The availability of prescription medications to treat erectile dysfunction in men hasn’t led to a decrease in advertisements for herbal male enhancement supplements, many of which are marketed online. The “all natural” aspect of these pills–which are treated as dietary supplements by the Food and Drug Administration (FDA)–may suggest that they are perfectly safe. However, consumer watchdog organizations, such as the Center for Science in the Public Interest (CSPI), say they probably aren’t.
Male enhancement pills to treat impotence and other sexual concerns are simply another form of health fraud designed to give false hope to consumers, according to the Federal Trade Commission (FTC), which first issued a consumer alert about these products in October 1998. The supplement so sensually marketed to increase male arousal or inspire sexual libido can contain any number of vitamins, minerals and herbs. In an October 2004 “Nutrition Action Newsletter,” writer David Schardt mentions yohimbe, tribulus terrestris, maca, ginseng, horny goat weed and ginkgo biloba as some of the herbs featured in male enhancement supplements, many of which purportedly enhance sexual performance based merely on how they’ve been used traditionally.

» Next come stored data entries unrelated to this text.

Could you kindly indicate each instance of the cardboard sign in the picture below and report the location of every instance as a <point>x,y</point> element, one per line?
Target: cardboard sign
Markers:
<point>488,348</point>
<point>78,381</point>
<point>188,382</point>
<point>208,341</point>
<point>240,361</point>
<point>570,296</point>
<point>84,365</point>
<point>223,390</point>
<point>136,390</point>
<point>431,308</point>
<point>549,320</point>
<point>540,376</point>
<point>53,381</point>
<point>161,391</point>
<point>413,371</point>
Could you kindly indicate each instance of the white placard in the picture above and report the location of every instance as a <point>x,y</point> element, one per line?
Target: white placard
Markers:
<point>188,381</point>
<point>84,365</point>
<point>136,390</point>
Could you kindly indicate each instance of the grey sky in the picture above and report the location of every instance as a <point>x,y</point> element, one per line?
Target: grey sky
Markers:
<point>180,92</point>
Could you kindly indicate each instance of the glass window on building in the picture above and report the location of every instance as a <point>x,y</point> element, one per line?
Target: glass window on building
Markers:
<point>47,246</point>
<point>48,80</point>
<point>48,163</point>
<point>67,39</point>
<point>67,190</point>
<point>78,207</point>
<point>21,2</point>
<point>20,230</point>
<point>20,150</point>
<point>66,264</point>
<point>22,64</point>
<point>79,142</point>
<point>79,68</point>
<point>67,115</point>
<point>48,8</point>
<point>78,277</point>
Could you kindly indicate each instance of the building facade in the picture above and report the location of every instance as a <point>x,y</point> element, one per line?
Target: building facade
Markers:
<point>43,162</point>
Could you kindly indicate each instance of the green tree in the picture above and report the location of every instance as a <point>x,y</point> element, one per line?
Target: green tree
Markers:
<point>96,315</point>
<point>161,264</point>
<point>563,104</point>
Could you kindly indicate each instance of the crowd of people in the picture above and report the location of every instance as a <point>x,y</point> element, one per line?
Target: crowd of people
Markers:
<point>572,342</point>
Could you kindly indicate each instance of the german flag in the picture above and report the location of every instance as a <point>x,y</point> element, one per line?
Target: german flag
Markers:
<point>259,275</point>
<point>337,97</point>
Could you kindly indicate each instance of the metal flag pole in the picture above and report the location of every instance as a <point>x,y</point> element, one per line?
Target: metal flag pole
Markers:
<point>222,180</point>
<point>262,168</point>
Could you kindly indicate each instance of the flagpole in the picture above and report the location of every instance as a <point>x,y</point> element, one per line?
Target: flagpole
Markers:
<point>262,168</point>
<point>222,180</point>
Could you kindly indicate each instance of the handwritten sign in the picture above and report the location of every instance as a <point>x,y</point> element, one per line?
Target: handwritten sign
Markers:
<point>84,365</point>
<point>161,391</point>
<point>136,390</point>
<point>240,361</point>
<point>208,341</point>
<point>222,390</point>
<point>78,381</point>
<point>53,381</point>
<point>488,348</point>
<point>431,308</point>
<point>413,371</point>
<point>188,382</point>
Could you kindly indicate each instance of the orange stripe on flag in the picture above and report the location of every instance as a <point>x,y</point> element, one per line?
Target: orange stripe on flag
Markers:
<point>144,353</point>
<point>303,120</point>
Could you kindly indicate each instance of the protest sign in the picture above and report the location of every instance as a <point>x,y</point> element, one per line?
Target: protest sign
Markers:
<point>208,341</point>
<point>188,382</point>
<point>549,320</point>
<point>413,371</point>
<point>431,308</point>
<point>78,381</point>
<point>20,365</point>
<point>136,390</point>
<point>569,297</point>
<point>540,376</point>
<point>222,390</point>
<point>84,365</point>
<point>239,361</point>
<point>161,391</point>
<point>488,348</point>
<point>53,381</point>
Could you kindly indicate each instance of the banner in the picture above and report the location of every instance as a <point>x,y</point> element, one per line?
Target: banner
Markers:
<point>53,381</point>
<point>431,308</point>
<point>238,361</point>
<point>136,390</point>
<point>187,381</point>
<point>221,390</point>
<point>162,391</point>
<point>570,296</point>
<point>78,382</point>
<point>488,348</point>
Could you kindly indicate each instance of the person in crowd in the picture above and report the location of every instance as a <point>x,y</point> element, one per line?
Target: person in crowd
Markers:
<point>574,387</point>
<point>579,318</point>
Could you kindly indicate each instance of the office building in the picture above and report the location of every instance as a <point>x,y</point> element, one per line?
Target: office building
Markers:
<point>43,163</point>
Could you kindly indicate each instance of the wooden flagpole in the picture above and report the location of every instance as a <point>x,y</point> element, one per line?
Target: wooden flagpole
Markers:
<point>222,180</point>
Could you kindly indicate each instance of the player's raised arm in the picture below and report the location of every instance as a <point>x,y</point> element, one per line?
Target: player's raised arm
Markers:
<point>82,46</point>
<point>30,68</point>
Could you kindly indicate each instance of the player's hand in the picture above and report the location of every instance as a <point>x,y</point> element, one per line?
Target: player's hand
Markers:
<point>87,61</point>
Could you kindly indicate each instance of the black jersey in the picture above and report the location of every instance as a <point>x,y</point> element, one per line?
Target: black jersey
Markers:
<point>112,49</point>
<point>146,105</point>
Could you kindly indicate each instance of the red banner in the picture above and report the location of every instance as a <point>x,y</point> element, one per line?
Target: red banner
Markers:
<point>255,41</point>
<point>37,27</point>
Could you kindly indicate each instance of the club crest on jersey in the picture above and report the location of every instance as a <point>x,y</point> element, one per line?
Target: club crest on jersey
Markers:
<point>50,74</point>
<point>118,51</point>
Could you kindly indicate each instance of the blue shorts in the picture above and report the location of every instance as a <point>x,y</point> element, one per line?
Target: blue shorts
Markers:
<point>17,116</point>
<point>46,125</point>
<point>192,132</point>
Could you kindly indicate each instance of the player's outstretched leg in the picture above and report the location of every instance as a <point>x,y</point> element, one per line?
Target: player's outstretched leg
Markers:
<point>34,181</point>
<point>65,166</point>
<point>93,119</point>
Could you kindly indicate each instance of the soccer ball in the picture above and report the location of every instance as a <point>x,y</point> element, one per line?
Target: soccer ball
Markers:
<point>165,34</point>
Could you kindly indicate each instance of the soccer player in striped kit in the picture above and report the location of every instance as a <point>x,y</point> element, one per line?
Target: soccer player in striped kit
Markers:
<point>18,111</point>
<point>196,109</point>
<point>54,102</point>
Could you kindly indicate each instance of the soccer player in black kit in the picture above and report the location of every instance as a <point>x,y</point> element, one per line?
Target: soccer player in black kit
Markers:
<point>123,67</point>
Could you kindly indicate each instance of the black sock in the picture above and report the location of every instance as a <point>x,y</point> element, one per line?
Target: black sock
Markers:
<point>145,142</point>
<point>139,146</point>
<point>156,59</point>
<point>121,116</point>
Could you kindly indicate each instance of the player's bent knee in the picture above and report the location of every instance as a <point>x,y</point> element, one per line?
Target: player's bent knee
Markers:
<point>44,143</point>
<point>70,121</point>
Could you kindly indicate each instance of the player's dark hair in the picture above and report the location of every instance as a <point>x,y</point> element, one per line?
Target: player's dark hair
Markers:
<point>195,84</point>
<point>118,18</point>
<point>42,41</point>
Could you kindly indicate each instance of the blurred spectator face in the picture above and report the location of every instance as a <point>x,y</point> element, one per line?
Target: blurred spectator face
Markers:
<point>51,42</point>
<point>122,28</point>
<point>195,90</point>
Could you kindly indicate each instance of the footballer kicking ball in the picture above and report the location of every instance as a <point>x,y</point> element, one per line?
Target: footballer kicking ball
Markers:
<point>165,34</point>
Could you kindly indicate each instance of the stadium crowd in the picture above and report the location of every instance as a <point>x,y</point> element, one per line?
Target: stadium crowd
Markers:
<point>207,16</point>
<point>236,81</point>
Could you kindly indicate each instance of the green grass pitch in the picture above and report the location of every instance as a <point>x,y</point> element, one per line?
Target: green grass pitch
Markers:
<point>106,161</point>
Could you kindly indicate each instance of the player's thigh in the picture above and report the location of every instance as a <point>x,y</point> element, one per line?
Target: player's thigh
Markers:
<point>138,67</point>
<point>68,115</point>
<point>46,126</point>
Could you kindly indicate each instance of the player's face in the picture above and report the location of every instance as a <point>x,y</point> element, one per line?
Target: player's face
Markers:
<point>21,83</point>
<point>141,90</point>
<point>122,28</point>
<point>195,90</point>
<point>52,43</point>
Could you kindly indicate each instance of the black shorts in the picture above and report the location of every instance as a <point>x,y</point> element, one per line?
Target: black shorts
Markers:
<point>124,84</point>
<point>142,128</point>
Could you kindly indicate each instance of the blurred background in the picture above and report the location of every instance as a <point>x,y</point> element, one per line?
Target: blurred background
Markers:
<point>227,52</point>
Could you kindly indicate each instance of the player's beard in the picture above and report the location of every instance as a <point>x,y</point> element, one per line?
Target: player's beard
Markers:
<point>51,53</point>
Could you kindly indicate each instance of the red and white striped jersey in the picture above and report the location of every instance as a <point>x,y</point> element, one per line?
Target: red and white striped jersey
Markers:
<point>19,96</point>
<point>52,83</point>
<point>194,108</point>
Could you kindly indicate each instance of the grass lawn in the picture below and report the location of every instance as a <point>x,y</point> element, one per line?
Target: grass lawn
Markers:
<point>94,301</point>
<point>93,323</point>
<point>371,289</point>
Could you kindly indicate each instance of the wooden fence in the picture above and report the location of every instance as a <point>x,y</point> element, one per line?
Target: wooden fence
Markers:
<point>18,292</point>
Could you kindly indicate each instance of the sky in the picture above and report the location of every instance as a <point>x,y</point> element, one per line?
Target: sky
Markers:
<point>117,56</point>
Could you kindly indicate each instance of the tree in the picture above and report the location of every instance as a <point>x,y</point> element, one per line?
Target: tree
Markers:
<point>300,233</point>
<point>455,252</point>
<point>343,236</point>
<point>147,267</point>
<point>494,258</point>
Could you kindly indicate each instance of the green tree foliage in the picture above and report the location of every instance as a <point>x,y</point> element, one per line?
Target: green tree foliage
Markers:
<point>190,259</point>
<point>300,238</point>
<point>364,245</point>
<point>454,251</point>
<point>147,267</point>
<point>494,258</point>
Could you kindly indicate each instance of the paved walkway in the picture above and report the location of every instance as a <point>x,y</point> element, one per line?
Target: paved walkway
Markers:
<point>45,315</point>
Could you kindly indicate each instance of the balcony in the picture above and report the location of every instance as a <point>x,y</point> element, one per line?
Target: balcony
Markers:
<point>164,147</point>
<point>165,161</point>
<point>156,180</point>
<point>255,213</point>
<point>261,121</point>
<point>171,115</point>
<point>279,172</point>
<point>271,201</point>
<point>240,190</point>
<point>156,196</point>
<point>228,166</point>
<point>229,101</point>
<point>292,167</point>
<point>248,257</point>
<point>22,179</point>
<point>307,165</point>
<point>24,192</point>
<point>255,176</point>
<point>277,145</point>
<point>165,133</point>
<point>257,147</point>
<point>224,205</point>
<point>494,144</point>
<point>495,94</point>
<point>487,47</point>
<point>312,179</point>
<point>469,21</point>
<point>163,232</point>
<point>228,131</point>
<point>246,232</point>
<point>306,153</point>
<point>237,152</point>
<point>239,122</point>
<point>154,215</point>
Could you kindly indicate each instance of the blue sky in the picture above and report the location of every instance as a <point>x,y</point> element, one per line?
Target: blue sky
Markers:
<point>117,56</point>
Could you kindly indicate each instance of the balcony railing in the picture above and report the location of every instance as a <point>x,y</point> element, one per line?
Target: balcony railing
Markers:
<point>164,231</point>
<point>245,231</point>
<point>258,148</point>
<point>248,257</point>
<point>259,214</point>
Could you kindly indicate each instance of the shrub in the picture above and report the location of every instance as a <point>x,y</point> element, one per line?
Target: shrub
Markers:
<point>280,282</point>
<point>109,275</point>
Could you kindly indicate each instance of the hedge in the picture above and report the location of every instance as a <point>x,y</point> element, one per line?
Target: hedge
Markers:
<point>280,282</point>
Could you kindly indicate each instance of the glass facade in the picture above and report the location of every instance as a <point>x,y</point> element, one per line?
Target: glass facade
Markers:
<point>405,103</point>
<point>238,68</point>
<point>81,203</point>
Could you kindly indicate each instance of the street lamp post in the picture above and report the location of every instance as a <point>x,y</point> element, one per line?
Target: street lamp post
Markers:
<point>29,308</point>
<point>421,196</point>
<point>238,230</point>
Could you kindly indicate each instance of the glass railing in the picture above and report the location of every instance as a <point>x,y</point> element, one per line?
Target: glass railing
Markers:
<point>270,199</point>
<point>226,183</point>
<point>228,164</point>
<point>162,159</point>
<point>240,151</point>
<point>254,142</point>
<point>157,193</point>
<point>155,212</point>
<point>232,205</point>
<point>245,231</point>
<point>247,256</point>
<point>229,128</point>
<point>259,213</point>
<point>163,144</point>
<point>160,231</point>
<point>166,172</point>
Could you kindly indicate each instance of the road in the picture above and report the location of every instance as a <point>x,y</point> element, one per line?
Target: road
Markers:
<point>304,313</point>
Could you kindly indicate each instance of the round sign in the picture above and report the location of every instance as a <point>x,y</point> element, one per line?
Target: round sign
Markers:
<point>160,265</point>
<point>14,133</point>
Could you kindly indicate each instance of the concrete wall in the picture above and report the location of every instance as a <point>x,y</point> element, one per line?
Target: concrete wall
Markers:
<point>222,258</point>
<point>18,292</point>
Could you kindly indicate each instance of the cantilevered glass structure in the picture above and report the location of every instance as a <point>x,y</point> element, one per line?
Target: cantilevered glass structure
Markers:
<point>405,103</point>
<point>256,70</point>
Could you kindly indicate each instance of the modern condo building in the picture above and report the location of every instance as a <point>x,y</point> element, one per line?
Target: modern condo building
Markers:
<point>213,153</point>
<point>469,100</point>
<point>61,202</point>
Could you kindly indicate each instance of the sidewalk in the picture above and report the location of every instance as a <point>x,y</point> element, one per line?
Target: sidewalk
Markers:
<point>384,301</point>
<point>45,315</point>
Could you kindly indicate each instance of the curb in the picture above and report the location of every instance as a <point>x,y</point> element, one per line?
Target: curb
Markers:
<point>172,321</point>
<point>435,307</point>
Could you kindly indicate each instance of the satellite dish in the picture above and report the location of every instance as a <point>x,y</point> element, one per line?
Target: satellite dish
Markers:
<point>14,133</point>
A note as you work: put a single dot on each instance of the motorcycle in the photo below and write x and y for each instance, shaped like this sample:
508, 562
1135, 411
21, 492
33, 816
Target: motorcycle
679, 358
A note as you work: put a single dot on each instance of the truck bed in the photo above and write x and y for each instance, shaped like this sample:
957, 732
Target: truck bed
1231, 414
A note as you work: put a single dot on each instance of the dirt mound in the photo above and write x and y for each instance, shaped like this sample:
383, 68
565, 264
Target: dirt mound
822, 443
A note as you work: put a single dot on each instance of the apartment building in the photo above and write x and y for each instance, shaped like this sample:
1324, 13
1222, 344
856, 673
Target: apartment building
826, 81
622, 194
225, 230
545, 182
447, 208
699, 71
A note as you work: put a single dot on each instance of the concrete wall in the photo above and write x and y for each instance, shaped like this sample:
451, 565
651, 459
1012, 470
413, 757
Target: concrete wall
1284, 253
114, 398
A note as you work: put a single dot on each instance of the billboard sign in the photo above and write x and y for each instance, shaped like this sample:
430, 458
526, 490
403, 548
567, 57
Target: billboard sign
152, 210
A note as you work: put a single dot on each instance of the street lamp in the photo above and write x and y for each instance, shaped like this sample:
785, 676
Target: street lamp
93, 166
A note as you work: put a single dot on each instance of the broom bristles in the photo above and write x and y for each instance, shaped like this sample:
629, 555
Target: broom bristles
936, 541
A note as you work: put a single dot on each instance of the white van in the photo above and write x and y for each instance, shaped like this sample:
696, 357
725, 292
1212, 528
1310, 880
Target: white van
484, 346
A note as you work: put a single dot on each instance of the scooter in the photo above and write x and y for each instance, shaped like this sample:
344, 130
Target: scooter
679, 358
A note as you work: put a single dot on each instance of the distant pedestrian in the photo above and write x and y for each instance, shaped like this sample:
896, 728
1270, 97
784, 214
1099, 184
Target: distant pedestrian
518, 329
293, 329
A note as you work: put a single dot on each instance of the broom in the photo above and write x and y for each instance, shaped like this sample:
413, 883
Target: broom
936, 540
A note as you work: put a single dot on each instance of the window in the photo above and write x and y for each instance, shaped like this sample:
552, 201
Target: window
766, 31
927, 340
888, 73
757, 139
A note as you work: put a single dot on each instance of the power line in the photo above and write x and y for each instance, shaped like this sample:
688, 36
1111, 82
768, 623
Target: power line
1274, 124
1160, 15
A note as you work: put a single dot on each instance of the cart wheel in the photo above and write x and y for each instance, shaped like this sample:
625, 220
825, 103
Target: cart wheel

According to Schardt, one of CSPI’s senior nutritionists, there’s either little good evidence–or no evidence at all–from clinical trials (studies that use human subjects) to suggest that most herbal remedies have any influence on sexual desire or sexual performance. There’s slight evidence to indicate that Korean ginseng may be beneficial to men with erectile dysfunction, but only in large amounts and if it’s derived from the herb using a steaming method, Schardt writes. What’s important to remember about natural male enhancement pills is that they don’t go through the same rigorous FDA-approval process as do prescription medications for erectile dysfunction. There’s no guarantee that the product you are using is effective–or even safe.
Dangerous Side Effects
Botanicals by virtue of their “all-natural” appeal, can seem like a gentle, nonthreatening way to address your health concerns, but they are not necessarily safe to use. For example, yohimbe can be hazardous, Schardt points out, causing side effects such as heart arrhythmia, heart attack and a sudden spike in blood pressure. The National Center for Complementary and Alternative Medicine (NCCAM) urges you to remember that natural male enhancement supplements can interact with the medications and other dietary supplements you take. They may also have undesirable side effects, particularly if you have an existing medical condition.
An Even Bigger Danger
Male enhancement supplements can pose a danger to your health when they contain undeclared ingredients (those not listed on the product’s label). In July 2006, the FDA issued a consumer warning that some male enhancement supplements contained analogues to prescription medications for erectile dysfunction, such as Viagra and Levitra. The problem, Schwartz writes, is that many men enticed by these supplements have erectile dysfunction for a reason, such as heart disease, diabetes or high blood pressure. Many men also take nitroglycerin for their conditions. The supplements discovered by the FDA contained a synthesis of these prescription erectile dysfunction drugs that interacts negatively with nitrates, causing a precipitous and sometimes life-threatening drop in blood pressure, says the FDA.
What to Do
The CSPI indicates that a safer, more effective and far less expensive way to address erectile dysfunction is to exercise and eat a healthy diet. According to Schardt, bedroom-performance problems may signal a bigger health problem, such as heart disease, especially in men 40 to 50 years of age. This population is twice as likely to have a heart attack than those men without erectile dysfunction. A frank talk with a physician about erectile dysfunction may be more daunting than ordering an herbal supplement online with hopes that it will live up to its marketing claims. The FDA urges any man who is using male enhancement supplements as a means of self-treating erectile dysfunction to stop taking them and contact a health care provider instead.